Une chronique d'Armand Lequeux.

En quels termes les futurs livres d’histoire évoqueront-ils cette année 2020 ? Il y a fort à parier que le mot "crise" apparaîtra au palmarès des récurrences lexicales. Crise sanitaire, bien entendu, et crise économique subséquente. Crise climatique évidemment, ce qui permettra aux historiens de comparer notre inconscience à celle des habitants de Pompéi dansant joyeusement à l’ombre du Vésuve. Mais il est possible que la crise de confiance généralisée que nous traversons soit considérée comme un événement majeur, annonciateur de ce qui deviendrait pour notre civilisation occidentale l’ère du soupçon.

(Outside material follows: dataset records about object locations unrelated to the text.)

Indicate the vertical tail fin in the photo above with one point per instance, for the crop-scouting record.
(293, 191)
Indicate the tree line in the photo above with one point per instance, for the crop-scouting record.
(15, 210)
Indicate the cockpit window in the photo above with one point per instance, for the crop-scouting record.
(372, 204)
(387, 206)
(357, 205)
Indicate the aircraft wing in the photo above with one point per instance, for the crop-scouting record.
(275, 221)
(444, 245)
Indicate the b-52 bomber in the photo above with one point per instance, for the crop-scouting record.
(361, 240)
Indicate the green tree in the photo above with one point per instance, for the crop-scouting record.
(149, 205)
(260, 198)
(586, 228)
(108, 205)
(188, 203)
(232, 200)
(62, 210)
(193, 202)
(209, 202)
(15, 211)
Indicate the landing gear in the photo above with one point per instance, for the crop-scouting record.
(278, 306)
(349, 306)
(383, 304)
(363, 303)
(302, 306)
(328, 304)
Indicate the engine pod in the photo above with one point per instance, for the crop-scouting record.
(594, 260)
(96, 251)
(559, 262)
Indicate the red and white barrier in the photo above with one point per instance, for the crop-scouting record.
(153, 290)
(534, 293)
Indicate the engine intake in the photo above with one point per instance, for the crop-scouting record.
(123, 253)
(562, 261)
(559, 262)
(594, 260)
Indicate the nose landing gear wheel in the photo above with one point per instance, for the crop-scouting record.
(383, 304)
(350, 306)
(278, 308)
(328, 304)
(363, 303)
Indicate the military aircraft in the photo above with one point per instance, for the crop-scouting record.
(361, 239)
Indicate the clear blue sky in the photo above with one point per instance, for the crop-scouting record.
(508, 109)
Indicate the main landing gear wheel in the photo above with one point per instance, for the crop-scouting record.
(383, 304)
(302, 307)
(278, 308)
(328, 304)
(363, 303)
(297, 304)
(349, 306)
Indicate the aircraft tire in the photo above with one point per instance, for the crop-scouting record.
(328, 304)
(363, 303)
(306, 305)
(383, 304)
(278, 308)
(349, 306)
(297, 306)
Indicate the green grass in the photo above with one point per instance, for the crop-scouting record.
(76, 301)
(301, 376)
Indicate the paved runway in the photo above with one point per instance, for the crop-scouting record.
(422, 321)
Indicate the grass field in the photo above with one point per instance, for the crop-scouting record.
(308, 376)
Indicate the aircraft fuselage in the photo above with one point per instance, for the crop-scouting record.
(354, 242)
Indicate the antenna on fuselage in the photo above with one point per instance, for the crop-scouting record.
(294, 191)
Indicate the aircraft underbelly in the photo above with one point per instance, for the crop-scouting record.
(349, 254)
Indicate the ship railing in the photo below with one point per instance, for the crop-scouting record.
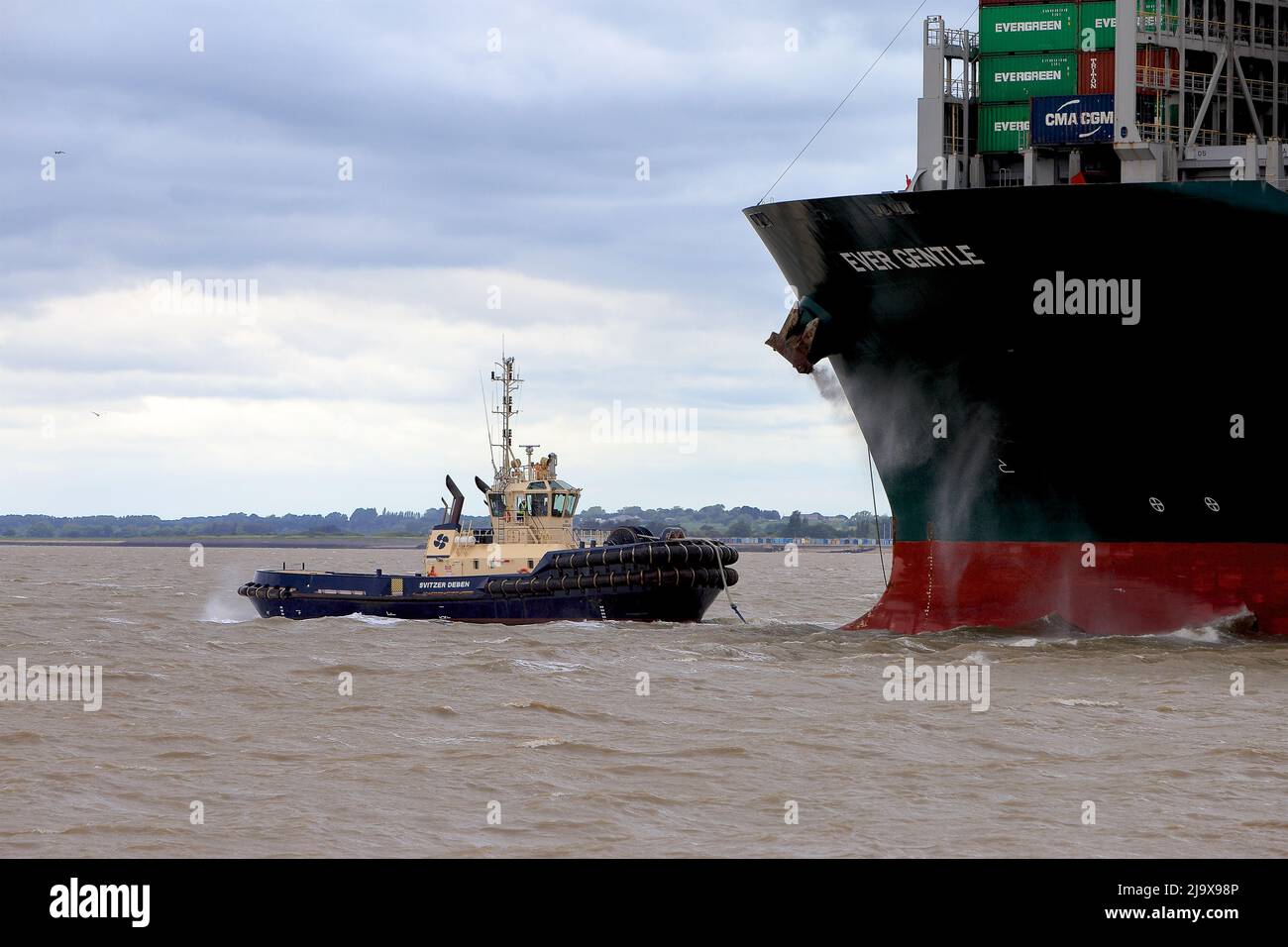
(1197, 82)
(1162, 132)
(953, 88)
(591, 538)
(938, 35)
(1247, 34)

Nous nous méfions de tout et de tout le monde. En suivant le fil des réseaux sociaux et en parcourant ce que certains appellent "les merdias", nous apprenons qu’à l’instar de Trump nos ministres mentent comme ils respirent, que les médecins s’en mettent plein les poches en prescrivant des traitements inutiles et toxiques, que les scientifiques trichent et engraissent Big Pharma, que les juges sont corrompus et que les enseignants, les prêtres et les coachs sportifs sont suspects quand ils s’approchent de nos enfants. Nous savons maintenant que les policiers sont de mèche avec les coquins, que les industriels trichent avec les normes de pollution et que les commerçants nous vendent les denrées empoisonnées que les agriculteurs produisent en toute impunité. Je vous épargne l’évocation de la 5G et des vaccins qui ont mis à l’honneur la démonstration à la mode lasagne : une couche de fake news sur une couche de vérité, enrobez le tout d’une sauce hoax longuement mijotée sur un fourneau complotiste.

Les conséquences de l’avènement de cette ère du soupçon, si elle se renforce et se confirme, sont potentiellement désastreuses. Dans son essai Sapiens, une brève histoire de l’humanité, Yuval Noah Harari montre bien à quel point la confiance mutuelle est à l’origine du succès d’homo sapiens. Nous avons besoin de croire les uns dans les autres et de nous réunir pour honorer ensemble les fictions que nous ne cessons de nous raconter afin d’asseoir solidement nos mythes unificateurs : la tribu, la patrie, les dieux, le bien commun, les droits humains, etc. Par la contestation généralisée de la légitimité de toute autorité, l’organisation du vivre-ensemble pourrait devenir chaotique et conduire au repli individuel, au délitement du lien social et à l’abandon des mécanismes de solidarité propres à notre société occidentale.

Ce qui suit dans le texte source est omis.